What was advertised in a colonial American newspaper 250 years ago today?

Providence Gazette (February 6, 1773).

Advertisements omitted will be in our next.”

John Carter, the printer of the Providence Gazette, did not publish many advertisements in the February 6, 1773, edition of his newspaper, despite usually reserving a page or more for that kind of content.  The third page featured six brief advertisements that accounted for less than half a column and a longer notice about the benefits of “building a Bridge, across Seaconk River, between the Towns of Providence and Rehoboth.”  Having published many advertisements for his own projects, including the New-England Almanack for 1773 and subscription proposals for English Liberties, or, The Free-born Subject’s Inheritance, in recent issues, the printer did not include any of his own notices among the half dozen that made it into the February 6 edition.  He likely did not want to upset paying customers by giving space to his own advertisements over those they paid him to publish.  A short note appeared after those advertisements that did appear: “Advertisements omitted will be in our next.”  Carter alerted readers to additional content while also assuring advertisers that the newspaper would indeed disseminate their notices in the near future.

The note about the advertisements was one of several that gave directions and helped readers navigate that issue of the Providence Gazette.  Carter devoted most of the issue to a response to a speech that Thomas Hutchinson, governor of Massachusetts, recently delivered.  That response occupied the entire first page.  A note at the bottom of the third column instructed readers to “[See the Fourth Page.]”  The response filled most of that page.  Carter inserted another response, the one that spurred Isaiah Thomas to publish an extraordinary issue of the Massachusetts Spy on January 29, midway through the third column.  At the bottom, another note directed readers to “[See the Second Page.]”  That response filled the entire second page and continued onto the third page, but readers did not need additional directions to follow the flow.  That item did not conclude on the third page.  Instead, Carter inserted a note, “[The Remainder in our next.],” and provided brief news updates from New York, Newport, and Providence as well as the public service announcement about the proposed bridge and the six brief advertisements.  Carter provided a substantial amount of news from Massachusetts, but also created a cliffhanger to encourage readers to peruse the next issue.
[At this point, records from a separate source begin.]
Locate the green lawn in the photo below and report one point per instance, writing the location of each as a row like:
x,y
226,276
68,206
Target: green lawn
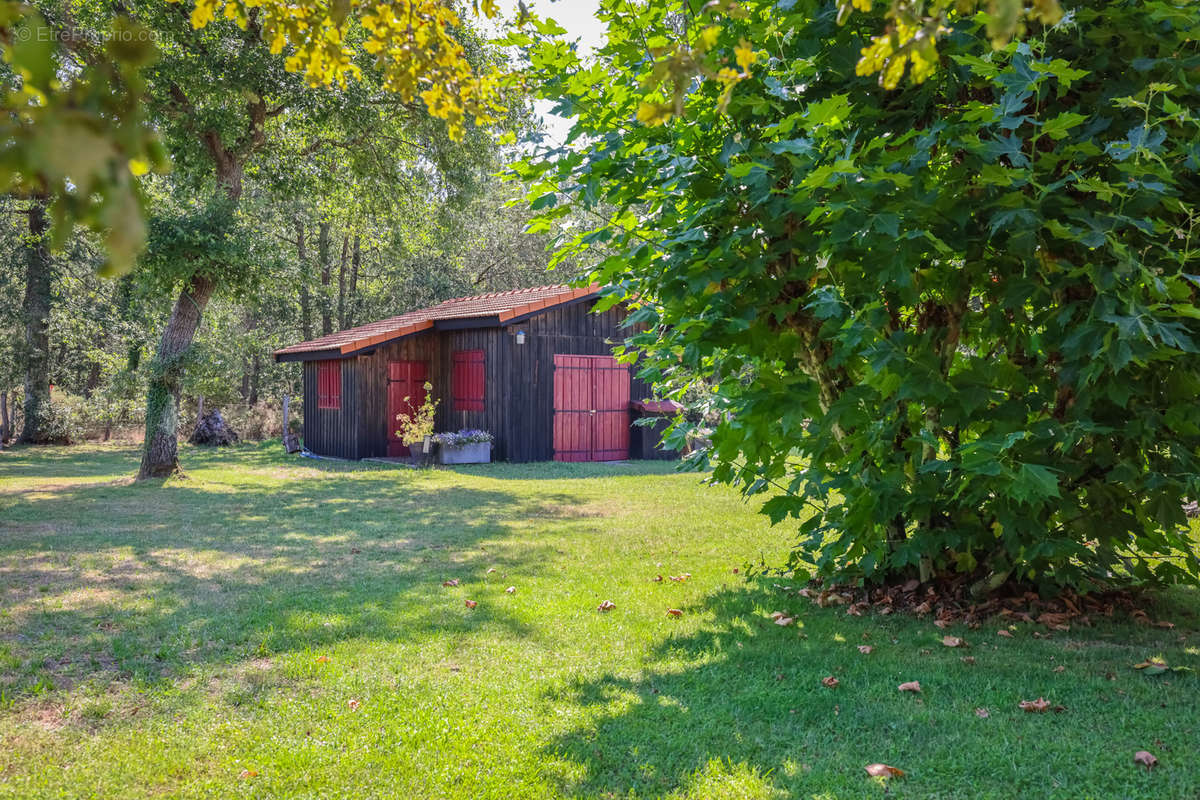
x,y
277,627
What explained the strange format and all the jumping from page to page required to make sense of the content in that edition of the Providence Gazette?  Carter, like other printers, published a newspaper that consisted of four pages, created by printing two pages on each side of a broadsheet and then folding it in half.  Printers usually set the type and printed the first and fourth pages on one side, let the ink dry while they set the type for the second and third pages, and then printed those last two pages.  That process explains why the news began on the first page, continued on fourth page, moved back to the second page, and continued once again on the third page.  It also explains why so many notes giving directions to readers appeared in that issue of the Providence Gazette.
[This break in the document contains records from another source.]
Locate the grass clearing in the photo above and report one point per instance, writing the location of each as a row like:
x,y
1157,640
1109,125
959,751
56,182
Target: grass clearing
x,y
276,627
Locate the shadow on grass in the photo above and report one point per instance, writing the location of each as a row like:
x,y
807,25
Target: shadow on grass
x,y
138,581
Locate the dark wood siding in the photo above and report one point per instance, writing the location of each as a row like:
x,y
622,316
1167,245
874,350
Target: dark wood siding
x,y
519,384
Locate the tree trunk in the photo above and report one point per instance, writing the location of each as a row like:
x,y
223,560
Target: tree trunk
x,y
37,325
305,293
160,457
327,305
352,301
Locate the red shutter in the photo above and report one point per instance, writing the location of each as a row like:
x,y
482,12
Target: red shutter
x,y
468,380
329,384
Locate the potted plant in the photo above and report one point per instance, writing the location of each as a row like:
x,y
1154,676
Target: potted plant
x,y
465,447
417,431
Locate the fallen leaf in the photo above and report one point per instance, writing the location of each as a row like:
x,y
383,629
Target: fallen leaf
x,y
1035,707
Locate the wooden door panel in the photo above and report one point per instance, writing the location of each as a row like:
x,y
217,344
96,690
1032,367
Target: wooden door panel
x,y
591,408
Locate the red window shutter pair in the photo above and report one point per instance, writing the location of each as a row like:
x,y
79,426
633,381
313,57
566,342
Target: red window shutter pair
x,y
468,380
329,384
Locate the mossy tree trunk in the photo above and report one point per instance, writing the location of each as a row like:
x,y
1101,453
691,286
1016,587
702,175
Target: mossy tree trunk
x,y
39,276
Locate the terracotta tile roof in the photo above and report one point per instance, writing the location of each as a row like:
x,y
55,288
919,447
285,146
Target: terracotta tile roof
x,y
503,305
Although printers depended on advertising revenue to make newspapers viable, they sometimes opted to temporarily delay publication of some notices.  Such was the case when Carter received news that he considered important enough to displace most advertisements for a week.  Patriots in Massachusetts making their case in favor of the liberties of colonizers in opposition to the abuses of Parliament, Carter concluded, justified delaying publication of some advertisements by a week.